The Eight Circuit rejected the plaintiff’s claim that the College unlawfully denied him FMLA leave, holding that the plaintiff had “failed to adequately state an intent to take FMLA leave” and that “[w]hen an employee is made aware of the procedures necessary to obtain FMLA leave and chooses not to seek FMLA protection, the employer does not violate the FMLA by terminating the employee for excessive absenteeism.” The court rejected the plaintiff’s argument that the College’s FMLA policy was unclear because it said medical certification “may” be required, as opposed to “must be submitted.” 

The Eighth Circuit rejected the plaintiff’s ADA claim as well, holding that the plaintiff did not request an accommodation, and rejecting his reliance on the EEOC’s ADA Enforcement Guidance that a request for time off because an employee is “depressed and stressed” is sufficient to put the employer on notice that the employee is requesting a reasonable accommodation. “None of our prior ADA notice cases cited the Enforcement Guidance as controlling. We apply the requirement in the regulations that an employee must “inform the employer that an accommodation is needed.”

This case illustrates the benefits of having supervisors trained to recognize potential requests for FMLA leave. The supervisor’s twice offering the plaintiff FMLA leave made rejecting the FMLA claim almost a foregone conclusion. The Court’s unwillingness to follow the EEOC Enforcement Guidance is a reminder that the Guidance does not have the force of law and does not expand the scope of the ADA itself.  

The Accommodation of the Incontinent Court Reporter

 Many reasonable accommodation cases are resolved in court but a court is not usually the defendant. But such was the case when a court reporter sued the Office of the Chief Judges of various Illinois circuit courts for failing to accommodate her incontinence. 

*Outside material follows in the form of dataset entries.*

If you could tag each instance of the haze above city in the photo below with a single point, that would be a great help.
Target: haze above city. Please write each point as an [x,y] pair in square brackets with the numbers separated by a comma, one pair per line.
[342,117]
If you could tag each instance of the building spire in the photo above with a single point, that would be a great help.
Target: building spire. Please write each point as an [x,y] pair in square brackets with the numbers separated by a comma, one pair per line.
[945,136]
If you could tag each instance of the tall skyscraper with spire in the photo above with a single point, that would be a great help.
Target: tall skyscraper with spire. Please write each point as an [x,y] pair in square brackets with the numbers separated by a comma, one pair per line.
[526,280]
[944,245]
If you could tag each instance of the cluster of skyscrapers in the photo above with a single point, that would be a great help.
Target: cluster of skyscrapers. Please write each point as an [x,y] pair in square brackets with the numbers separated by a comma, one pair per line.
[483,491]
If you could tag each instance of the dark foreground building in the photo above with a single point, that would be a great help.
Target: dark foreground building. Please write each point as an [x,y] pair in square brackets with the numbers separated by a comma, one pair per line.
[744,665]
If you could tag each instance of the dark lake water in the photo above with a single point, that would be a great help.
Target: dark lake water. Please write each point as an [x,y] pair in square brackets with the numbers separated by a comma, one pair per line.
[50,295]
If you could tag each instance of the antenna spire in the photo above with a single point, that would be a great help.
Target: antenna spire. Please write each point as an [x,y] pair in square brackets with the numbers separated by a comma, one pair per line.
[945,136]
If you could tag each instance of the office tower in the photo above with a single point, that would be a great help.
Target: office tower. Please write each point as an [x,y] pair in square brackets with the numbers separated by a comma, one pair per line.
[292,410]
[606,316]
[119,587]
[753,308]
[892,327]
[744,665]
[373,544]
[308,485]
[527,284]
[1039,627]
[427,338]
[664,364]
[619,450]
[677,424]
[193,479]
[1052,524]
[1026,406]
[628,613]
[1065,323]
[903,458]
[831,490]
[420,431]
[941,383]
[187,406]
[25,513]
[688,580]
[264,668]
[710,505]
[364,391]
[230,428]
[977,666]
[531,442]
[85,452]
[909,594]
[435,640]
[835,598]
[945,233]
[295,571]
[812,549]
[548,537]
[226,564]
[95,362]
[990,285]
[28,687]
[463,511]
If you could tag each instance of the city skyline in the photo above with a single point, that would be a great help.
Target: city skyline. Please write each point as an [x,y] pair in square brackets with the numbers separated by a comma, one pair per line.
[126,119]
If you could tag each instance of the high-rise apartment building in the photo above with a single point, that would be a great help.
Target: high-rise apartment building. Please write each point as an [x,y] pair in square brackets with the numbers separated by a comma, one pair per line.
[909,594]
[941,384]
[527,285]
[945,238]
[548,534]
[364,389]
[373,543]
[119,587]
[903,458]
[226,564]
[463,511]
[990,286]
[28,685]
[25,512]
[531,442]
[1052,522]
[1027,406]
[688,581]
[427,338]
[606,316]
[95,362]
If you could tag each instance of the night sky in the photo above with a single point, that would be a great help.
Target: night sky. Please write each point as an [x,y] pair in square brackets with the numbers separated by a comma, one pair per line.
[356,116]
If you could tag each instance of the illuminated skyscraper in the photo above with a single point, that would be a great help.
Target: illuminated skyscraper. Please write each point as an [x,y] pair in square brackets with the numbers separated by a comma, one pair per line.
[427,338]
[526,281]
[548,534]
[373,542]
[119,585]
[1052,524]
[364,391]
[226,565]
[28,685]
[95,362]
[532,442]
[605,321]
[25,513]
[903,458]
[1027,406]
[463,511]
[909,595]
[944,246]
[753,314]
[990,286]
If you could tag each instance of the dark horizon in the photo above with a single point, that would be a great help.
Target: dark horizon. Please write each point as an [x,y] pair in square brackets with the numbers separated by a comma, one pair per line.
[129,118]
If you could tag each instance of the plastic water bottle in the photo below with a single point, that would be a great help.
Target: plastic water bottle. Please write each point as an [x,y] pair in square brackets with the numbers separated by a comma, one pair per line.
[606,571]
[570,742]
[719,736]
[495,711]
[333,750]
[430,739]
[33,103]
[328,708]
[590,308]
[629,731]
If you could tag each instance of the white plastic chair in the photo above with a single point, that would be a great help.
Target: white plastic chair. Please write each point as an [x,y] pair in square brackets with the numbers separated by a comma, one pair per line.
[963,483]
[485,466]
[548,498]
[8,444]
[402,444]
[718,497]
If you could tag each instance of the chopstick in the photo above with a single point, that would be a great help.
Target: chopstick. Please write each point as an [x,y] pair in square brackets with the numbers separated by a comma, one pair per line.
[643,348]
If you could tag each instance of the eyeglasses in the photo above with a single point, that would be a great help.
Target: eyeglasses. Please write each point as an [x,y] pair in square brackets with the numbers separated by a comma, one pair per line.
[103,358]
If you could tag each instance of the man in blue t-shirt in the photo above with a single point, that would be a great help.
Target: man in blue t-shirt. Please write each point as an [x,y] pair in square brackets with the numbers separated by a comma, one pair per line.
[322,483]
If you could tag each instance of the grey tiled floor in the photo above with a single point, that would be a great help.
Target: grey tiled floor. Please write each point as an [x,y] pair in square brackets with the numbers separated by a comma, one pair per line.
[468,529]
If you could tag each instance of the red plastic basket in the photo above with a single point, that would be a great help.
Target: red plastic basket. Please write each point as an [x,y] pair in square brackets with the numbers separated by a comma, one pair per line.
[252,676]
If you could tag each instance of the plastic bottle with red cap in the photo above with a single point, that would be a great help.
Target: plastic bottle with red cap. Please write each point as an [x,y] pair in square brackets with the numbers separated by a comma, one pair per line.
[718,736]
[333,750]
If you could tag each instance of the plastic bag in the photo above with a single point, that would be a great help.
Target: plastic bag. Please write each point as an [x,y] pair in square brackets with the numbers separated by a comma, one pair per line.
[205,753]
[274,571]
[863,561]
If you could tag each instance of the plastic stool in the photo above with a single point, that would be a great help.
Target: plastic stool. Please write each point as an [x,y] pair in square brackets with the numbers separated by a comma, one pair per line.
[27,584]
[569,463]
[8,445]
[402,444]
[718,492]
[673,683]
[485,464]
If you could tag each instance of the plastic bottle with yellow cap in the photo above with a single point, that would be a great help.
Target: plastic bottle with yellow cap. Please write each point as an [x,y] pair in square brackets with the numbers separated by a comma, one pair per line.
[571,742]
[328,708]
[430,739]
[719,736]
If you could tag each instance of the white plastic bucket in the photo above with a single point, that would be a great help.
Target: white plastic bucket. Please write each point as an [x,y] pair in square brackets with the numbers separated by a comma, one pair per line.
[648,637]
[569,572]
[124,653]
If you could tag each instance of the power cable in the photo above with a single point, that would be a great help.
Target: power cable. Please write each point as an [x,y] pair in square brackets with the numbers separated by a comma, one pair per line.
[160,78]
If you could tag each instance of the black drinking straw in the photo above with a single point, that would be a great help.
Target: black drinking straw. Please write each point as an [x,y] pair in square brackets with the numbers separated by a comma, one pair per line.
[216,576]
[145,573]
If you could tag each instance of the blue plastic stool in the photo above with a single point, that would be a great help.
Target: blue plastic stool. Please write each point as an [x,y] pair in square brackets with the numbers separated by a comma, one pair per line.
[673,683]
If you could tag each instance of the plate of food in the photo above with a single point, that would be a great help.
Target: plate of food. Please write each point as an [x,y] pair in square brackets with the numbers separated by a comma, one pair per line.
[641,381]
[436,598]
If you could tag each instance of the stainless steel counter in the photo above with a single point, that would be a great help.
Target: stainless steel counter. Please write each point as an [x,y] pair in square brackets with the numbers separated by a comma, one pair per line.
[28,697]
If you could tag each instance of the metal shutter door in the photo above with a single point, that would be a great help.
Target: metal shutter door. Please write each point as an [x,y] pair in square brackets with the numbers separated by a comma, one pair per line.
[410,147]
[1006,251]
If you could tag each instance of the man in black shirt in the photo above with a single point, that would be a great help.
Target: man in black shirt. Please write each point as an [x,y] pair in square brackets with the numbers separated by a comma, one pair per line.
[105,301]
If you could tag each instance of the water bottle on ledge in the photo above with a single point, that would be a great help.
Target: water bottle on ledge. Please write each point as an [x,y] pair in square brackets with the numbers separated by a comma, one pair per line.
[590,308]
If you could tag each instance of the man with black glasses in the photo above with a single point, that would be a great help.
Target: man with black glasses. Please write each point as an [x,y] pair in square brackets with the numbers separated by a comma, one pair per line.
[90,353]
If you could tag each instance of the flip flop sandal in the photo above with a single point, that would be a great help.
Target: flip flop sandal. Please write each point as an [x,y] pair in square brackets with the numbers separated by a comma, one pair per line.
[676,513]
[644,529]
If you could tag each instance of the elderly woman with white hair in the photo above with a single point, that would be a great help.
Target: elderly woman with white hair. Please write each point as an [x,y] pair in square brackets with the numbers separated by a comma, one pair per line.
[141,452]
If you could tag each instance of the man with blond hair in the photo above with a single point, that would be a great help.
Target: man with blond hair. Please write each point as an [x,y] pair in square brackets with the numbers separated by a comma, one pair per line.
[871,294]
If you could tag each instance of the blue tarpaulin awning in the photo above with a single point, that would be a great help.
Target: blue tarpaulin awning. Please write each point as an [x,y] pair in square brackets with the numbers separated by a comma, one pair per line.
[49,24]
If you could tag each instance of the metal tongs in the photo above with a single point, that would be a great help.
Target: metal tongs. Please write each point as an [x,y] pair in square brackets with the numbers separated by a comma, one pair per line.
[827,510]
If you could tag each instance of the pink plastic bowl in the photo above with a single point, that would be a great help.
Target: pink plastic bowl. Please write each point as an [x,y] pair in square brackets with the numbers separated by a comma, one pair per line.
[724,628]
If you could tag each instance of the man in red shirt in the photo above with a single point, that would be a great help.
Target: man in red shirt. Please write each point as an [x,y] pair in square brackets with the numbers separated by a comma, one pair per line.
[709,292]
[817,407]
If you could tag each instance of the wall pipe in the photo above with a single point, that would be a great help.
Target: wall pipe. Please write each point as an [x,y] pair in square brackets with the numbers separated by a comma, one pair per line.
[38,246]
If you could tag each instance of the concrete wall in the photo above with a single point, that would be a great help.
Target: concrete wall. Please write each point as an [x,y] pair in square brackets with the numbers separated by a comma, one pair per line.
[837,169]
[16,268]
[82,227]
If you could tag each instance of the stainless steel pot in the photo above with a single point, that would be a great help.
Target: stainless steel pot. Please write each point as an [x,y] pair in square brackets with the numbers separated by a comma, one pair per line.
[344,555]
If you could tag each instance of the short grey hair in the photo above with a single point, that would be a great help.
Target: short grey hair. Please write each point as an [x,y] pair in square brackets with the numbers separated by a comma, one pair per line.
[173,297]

In Gratzl v Office of the Chief Judges of the 12th, 18th, 19th and 22nd Judicial Circuits, decided on April 7, 2010, the plaintiff had suffered from incontinence since approximately 1991. When the OCJ hired her in 2001, they agreed in writing that she would work in the control room only, a position which was compatible with her medical condition. Five years later, the chief judge decided that, to evenly distribute the workload, all court reporters must rotate through all courtrooms, including the control room.

The plaintiff asked that she be allowed to continue working in the control room only as an accommodation. Her doctor told the court that she needed access to a restroom on a moment’s notice. In response, the court proposed that she not be assigned to any courtrooms in which a trial was scheduled or to juvenile courtrooms, which were farther from the restrooms, and that she use a “high sign” to signal the judge that she needed a break. Plaintiff rejected all of these  offers and continued to request to work in the control room only, arguing that such an assignment was feasible because she had had it previously, that other courts have specialists assigned to the control room only, and that her using the “high sign” would be embarrassing.

The Seventh Circuit affirmed summary judgment for the OCJ on plaintiff’s ADA and Rehabilitation Act claims, holding that she was not a qualified individual with a disability because she was “unable to sit in the courtroom during proceedings without disrupting court”  and that her “control room only” request was not a request for a reasonable accommodation.  The court rejected the plaintiff’s “circular” argument that she is qualified for her current job because she was qualified for her previous job with different essential functions. The court said an employer need not maintain a position or structure that, for legitimate reasons, it no longer believes is appropriate and may change an employee’s essential functions.

This case illustrates numerous “reasonable accommodation” principles employers must master.  Presented with a request for a reasonable accommodation, the court engaged appropriately in the “interactive dialogue” to explore options, and offered a series of accommodations which would have enabled plaintiff to perform her responsibilities despite her medical condition. A plaintiff who rejects such accommodations and merely insists on her preferred accommodation is not a qualified individual with a disability and loses the protection of the ADA.